Nuestros sentidos también son mediadores entre nuestra persona, en su totalidad, y la realidad que nos acontece. Incluso, nuestros pensamientos y sentimientos también median, creando una red de relaciones interna sobre la que se sustenta nuestra vida cotidiana. Pero, sucede que este mecanismo es tan tenue, tan sublime, que pasa muchas veces inadvertido. Es, entonces, cuando sucede algo que rompe la cotidianidad, que los medios que nos unen a la realidad se hacen evidentes.
La fragilidad de una persona a la que quiero pone en evidencia mi propia fragilidad. Y esto nos une más fuertemente que, incluso, los lazos consanguíneos. Este sentimiento a flor de piel se convierte en un medio para acercarme a la otra persona y, por ende, a mí mismo. La sensación de vacío que en ocasiones puede haber entre uno mismo y la realidad que nos envuelve, no es sino la llamada a descubrir los puentes que nos conectan con el universo.
Vivir los acontecimientos, las relaciones, las cosas desde la inmediatez, es como anular o pisar aquello que nos une al entorno. El “espacio vital” que necesitamos para relacionarnos con lo que nos rodea, nos ayuda a contemplarlo y apreciar sus dimensiones. En esta misma línea, también necesitamos un “tiempo vital” para comprender y contemplar nuestra existencia y la de los demás.

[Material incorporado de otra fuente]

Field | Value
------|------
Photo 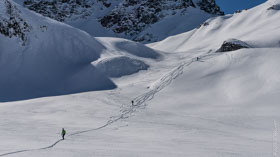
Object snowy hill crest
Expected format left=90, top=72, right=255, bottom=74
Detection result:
left=0, top=0, right=31, bottom=45
left=20, top=0, right=224, bottom=43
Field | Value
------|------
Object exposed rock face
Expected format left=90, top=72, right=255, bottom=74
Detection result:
left=21, top=0, right=224, bottom=42
left=217, top=39, right=250, bottom=52
left=198, top=0, right=224, bottom=15
left=24, top=0, right=93, bottom=21
left=0, top=0, right=31, bottom=45
left=100, top=0, right=195, bottom=36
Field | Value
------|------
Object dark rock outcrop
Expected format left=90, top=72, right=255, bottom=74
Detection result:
left=0, top=0, right=31, bottom=45
left=216, top=39, right=250, bottom=52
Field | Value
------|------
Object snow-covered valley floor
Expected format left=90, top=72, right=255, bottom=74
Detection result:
left=0, top=49, right=280, bottom=157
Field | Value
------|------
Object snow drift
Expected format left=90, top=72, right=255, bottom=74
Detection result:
left=0, top=0, right=116, bottom=101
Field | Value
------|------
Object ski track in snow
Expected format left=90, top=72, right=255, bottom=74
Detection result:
left=0, top=53, right=219, bottom=156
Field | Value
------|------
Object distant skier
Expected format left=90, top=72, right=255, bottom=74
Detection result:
left=61, top=128, right=66, bottom=140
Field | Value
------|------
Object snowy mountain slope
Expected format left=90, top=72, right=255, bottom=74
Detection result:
left=0, top=0, right=280, bottom=157
left=19, top=0, right=223, bottom=43
left=152, top=1, right=280, bottom=51
left=0, top=0, right=160, bottom=101
left=0, top=0, right=107, bottom=101
left=92, top=37, right=162, bottom=77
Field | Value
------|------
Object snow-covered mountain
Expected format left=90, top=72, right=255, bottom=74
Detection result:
left=0, top=0, right=280, bottom=157
left=18, top=0, right=223, bottom=43
left=0, top=0, right=159, bottom=101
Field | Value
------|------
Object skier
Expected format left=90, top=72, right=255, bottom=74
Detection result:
left=61, top=128, right=66, bottom=140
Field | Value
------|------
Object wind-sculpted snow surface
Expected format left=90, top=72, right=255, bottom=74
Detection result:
left=95, top=56, right=149, bottom=77
left=0, top=0, right=116, bottom=102
left=0, top=54, right=217, bottom=156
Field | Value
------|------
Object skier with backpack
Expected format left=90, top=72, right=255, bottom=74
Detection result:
left=61, top=128, right=66, bottom=140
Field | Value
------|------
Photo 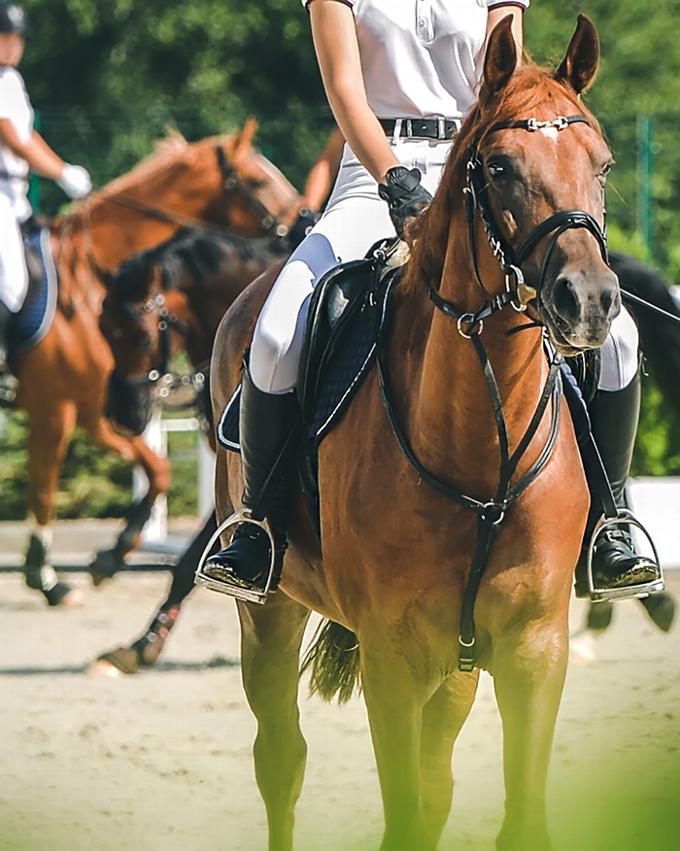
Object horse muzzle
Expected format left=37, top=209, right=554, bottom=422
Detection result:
left=105, top=372, right=153, bottom=436
left=540, top=266, right=621, bottom=356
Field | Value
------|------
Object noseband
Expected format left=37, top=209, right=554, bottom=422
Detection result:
left=215, top=145, right=290, bottom=239
left=428, top=115, right=609, bottom=337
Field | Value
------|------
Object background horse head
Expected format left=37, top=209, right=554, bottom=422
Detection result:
left=211, top=13, right=619, bottom=851
left=100, top=228, right=288, bottom=433
left=14, top=121, right=300, bottom=604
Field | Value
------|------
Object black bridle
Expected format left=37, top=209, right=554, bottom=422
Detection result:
left=107, top=293, right=205, bottom=416
left=101, top=144, right=289, bottom=239
left=216, top=145, right=290, bottom=239
left=428, top=114, right=609, bottom=336
left=376, top=115, right=608, bottom=671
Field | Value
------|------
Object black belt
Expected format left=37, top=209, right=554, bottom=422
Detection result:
left=378, top=118, right=460, bottom=139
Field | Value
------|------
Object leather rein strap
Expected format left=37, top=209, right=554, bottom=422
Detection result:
left=376, top=115, right=608, bottom=672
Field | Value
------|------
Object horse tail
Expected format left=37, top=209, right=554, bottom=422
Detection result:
left=300, top=620, right=361, bottom=703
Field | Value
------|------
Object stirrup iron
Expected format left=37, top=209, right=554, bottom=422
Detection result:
left=586, top=508, right=665, bottom=603
left=194, top=507, right=276, bottom=606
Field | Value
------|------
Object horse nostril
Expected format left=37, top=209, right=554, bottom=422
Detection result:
left=600, top=287, right=616, bottom=316
left=553, top=277, right=580, bottom=321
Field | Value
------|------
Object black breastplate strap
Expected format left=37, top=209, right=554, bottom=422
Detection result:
left=376, top=276, right=562, bottom=671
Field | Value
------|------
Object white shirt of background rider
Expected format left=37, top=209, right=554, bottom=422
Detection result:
left=0, top=67, right=34, bottom=222
left=302, top=0, right=529, bottom=118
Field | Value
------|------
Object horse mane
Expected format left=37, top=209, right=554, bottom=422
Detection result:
left=403, top=60, right=602, bottom=289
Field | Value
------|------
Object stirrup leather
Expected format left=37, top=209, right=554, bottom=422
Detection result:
left=586, top=508, right=665, bottom=603
left=194, top=507, right=276, bottom=606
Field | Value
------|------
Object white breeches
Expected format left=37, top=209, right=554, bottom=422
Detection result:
left=0, top=192, right=28, bottom=313
left=250, top=140, right=638, bottom=393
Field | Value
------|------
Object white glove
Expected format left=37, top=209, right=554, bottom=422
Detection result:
left=57, top=163, right=92, bottom=201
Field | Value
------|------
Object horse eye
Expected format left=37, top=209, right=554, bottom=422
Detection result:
left=486, top=162, right=507, bottom=180
left=599, top=160, right=614, bottom=183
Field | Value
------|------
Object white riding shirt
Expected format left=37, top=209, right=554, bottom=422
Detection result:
left=302, top=0, right=529, bottom=118
left=0, top=67, right=34, bottom=222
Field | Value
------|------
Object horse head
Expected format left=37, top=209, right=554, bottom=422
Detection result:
left=99, top=243, right=191, bottom=434
left=433, top=15, right=621, bottom=355
left=196, top=118, right=301, bottom=236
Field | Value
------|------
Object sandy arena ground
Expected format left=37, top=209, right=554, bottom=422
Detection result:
left=0, top=524, right=680, bottom=851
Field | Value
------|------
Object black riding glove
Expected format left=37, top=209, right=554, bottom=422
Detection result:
left=378, top=165, right=432, bottom=238
left=287, top=207, right=320, bottom=251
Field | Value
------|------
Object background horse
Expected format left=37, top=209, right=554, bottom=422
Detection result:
left=7, top=121, right=299, bottom=605
left=211, top=17, right=619, bottom=851
left=91, top=228, right=291, bottom=674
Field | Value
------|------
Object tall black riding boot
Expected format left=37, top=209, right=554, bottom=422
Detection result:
left=589, top=370, right=661, bottom=600
left=0, top=301, right=12, bottom=376
left=199, top=367, right=298, bottom=596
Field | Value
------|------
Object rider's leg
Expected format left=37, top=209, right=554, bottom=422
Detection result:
left=203, top=142, right=449, bottom=593
left=0, top=200, right=28, bottom=373
left=589, top=310, right=659, bottom=588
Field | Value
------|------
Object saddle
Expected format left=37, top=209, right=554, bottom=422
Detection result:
left=9, top=226, right=58, bottom=355
left=217, top=240, right=610, bottom=533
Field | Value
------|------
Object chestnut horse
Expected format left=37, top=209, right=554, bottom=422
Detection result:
left=91, top=228, right=292, bottom=674
left=7, top=120, right=299, bottom=605
left=211, top=17, right=620, bottom=851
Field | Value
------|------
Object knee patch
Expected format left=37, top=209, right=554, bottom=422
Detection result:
left=598, top=309, right=639, bottom=392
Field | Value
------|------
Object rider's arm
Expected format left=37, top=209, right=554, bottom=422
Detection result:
left=309, top=0, right=399, bottom=181
left=0, top=118, right=65, bottom=180
left=486, top=3, right=524, bottom=57
left=302, top=130, right=345, bottom=213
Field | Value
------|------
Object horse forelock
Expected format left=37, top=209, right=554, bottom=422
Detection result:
left=404, top=62, right=602, bottom=287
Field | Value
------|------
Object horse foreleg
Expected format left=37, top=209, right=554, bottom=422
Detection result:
left=238, top=591, right=309, bottom=851
left=80, top=412, right=170, bottom=585
left=493, top=617, right=568, bottom=851
left=360, top=635, right=438, bottom=851
left=24, top=402, right=82, bottom=606
left=421, top=672, right=479, bottom=841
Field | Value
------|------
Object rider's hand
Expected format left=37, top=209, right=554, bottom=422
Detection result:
left=378, top=165, right=432, bottom=238
left=57, top=163, right=92, bottom=201
left=287, top=207, right=319, bottom=251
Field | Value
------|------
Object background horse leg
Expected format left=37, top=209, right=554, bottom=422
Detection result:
left=94, top=512, right=218, bottom=674
left=360, top=635, right=439, bottom=851
left=79, top=411, right=171, bottom=585
left=420, top=671, right=479, bottom=842
left=493, top=618, right=568, bottom=851
left=24, top=401, right=82, bottom=606
left=238, top=591, right=309, bottom=851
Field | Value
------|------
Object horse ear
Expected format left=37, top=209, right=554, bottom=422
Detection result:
left=480, top=15, right=517, bottom=101
left=555, top=15, right=600, bottom=95
left=236, top=115, right=258, bottom=154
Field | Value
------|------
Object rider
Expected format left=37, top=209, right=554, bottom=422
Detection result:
left=204, top=0, right=659, bottom=596
left=0, top=0, right=92, bottom=375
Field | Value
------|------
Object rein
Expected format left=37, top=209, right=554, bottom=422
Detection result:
left=376, top=115, right=608, bottom=672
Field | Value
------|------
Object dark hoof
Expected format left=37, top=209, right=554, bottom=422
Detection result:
left=87, top=549, right=125, bottom=588
left=640, top=592, right=676, bottom=632
left=95, top=647, right=140, bottom=676
left=40, top=581, right=84, bottom=609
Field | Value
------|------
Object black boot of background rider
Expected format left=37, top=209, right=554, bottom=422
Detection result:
left=203, top=367, right=299, bottom=593
left=0, top=301, right=12, bottom=375
left=577, top=370, right=660, bottom=596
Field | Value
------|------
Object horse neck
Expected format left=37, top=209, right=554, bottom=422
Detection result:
left=408, top=213, right=548, bottom=498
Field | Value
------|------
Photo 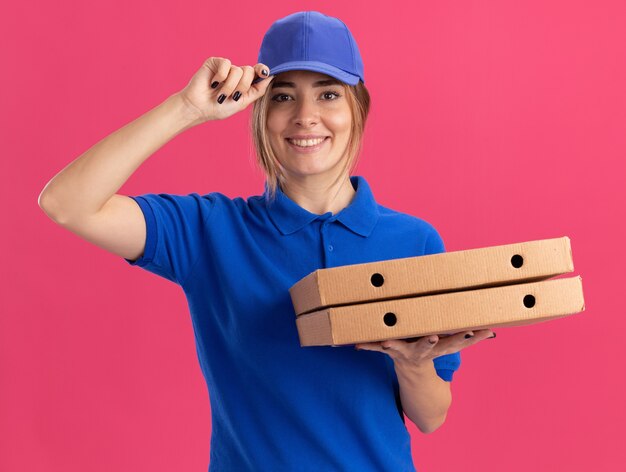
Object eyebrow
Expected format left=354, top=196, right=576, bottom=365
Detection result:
left=272, top=79, right=341, bottom=89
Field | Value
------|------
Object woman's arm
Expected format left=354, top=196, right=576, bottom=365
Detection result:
left=395, top=360, right=452, bottom=434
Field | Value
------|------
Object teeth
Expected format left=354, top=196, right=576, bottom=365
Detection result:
left=288, top=138, right=326, bottom=147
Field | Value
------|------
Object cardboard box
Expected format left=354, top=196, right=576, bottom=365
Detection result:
left=296, top=276, right=585, bottom=346
left=289, top=236, right=574, bottom=316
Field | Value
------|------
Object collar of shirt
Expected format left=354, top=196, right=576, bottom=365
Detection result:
left=264, top=176, right=379, bottom=237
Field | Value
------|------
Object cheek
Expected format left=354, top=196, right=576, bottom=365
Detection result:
left=326, top=110, right=352, bottom=133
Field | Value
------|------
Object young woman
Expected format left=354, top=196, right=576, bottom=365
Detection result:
left=40, top=11, right=493, bottom=472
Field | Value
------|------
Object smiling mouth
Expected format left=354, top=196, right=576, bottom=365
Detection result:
left=286, top=136, right=329, bottom=149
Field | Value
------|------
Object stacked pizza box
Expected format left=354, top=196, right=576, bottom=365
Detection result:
left=289, top=236, right=585, bottom=346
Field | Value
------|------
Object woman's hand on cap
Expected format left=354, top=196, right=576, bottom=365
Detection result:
left=179, top=57, right=273, bottom=122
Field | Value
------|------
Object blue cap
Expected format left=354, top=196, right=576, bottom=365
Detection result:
left=252, top=11, right=365, bottom=85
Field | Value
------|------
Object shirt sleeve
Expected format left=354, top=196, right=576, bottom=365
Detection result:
left=124, top=193, right=217, bottom=285
left=424, top=228, right=461, bottom=382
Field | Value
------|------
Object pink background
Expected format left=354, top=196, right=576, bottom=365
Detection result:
left=0, top=0, right=626, bottom=472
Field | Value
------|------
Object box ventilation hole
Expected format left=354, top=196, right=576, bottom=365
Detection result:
left=524, top=295, right=535, bottom=308
left=370, top=273, right=385, bottom=287
left=511, top=254, right=524, bottom=269
left=383, top=313, right=398, bottom=326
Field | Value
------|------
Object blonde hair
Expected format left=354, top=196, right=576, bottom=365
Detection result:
left=250, top=76, right=370, bottom=201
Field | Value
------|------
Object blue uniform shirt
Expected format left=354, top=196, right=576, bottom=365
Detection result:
left=126, top=176, right=460, bottom=472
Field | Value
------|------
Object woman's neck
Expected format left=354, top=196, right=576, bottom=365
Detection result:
left=281, top=176, right=356, bottom=215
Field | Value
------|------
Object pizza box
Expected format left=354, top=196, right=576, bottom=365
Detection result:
left=289, top=236, right=574, bottom=316
left=296, top=276, right=585, bottom=346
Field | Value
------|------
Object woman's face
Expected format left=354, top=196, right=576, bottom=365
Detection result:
left=267, top=70, right=352, bottom=183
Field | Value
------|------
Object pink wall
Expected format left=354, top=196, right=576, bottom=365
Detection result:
left=0, top=0, right=626, bottom=472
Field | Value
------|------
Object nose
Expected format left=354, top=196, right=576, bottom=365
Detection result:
left=294, top=100, right=319, bottom=128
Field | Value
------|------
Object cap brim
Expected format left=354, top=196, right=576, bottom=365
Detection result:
left=252, top=61, right=361, bottom=85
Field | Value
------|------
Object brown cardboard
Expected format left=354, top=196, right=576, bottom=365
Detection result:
left=289, top=236, right=574, bottom=315
left=296, top=276, right=585, bottom=346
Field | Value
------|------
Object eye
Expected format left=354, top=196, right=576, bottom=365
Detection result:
left=323, top=92, right=341, bottom=101
left=272, top=91, right=341, bottom=103
left=272, top=93, right=289, bottom=103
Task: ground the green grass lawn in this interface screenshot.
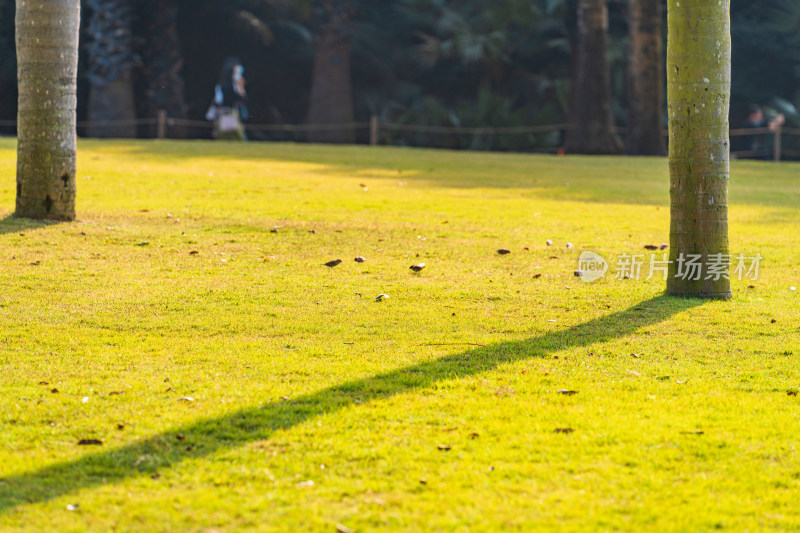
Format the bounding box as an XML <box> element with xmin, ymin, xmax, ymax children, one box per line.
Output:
<box><xmin>0</xmin><ymin>139</ymin><xmax>800</xmax><ymax>532</ymax></box>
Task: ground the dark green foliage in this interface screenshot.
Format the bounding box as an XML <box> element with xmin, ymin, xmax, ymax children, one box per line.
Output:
<box><xmin>0</xmin><ymin>0</ymin><xmax>800</xmax><ymax>150</ymax></box>
<box><xmin>84</xmin><ymin>0</ymin><xmax>140</xmax><ymax>87</ymax></box>
<box><xmin>134</xmin><ymin>0</ymin><xmax>191</xmax><ymax>133</ymax></box>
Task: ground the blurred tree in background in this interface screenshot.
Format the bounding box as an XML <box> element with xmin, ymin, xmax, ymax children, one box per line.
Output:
<box><xmin>0</xmin><ymin>0</ymin><xmax>800</xmax><ymax>153</ymax></box>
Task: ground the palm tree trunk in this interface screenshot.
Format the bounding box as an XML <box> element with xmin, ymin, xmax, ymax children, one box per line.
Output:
<box><xmin>86</xmin><ymin>0</ymin><xmax>137</xmax><ymax>138</ymax></box>
<box><xmin>565</xmin><ymin>0</ymin><xmax>622</xmax><ymax>154</ymax></box>
<box><xmin>626</xmin><ymin>0</ymin><xmax>667</xmax><ymax>155</ymax></box>
<box><xmin>667</xmin><ymin>0</ymin><xmax>731</xmax><ymax>298</ymax></box>
<box><xmin>15</xmin><ymin>0</ymin><xmax>80</xmax><ymax>220</ymax></box>
<box><xmin>308</xmin><ymin>0</ymin><xmax>355</xmax><ymax>143</ymax></box>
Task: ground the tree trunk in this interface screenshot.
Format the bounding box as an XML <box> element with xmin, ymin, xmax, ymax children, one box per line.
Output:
<box><xmin>626</xmin><ymin>0</ymin><xmax>667</xmax><ymax>155</ymax></box>
<box><xmin>15</xmin><ymin>0</ymin><xmax>80</xmax><ymax>220</ymax></box>
<box><xmin>86</xmin><ymin>0</ymin><xmax>138</xmax><ymax>138</ymax></box>
<box><xmin>565</xmin><ymin>0</ymin><xmax>622</xmax><ymax>154</ymax></box>
<box><xmin>308</xmin><ymin>2</ymin><xmax>355</xmax><ymax>143</ymax></box>
<box><xmin>136</xmin><ymin>0</ymin><xmax>186</xmax><ymax>138</ymax></box>
<box><xmin>667</xmin><ymin>0</ymin><xmax>731</xmax><ymax>298</ymax></box>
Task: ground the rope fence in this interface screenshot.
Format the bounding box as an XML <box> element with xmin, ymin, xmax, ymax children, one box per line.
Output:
<box><xmin>0</xmin><ymin>111</ymin><xmax>800</xmax><ymax>161</ymax></box>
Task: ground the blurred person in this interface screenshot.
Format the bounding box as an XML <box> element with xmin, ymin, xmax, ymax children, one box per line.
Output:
<box><xmin>206</xmin><ymin>57</ymin><xmax>249</xmax><ymax>141</ymax></box>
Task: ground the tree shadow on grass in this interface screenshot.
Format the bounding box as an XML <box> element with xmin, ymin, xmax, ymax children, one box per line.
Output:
<box><xmin>0</xmin><ymin>215</ymin><xmax>60</xmax><ymax>235</ymax></box>
<box><xmin>0</xmin><ymin>296</ymin><xmax>703</xmax><ymax>512</ymax></box>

El tiempo y el espacio vital de cada persona son diferentes. Respetarlos nos permite circular por la realidad de manera singular y gratificante. Nos ayuda también a percibir que siempre hay algo mediando las relaciones que hay que cuidar y mantener: sentimientos, ideas, historias, proyectos comunes… Esas sacudidas que recibimos a lo largo de la vida que nos recuerdan que nuestra realidad es más que yo mismo, nos ayudan a habitar el tiempo y el espacio vital propio. En él se desarrolla todo aquello que para nosotros tiene valor y sirve de medio para decirnos que estamos existiendo.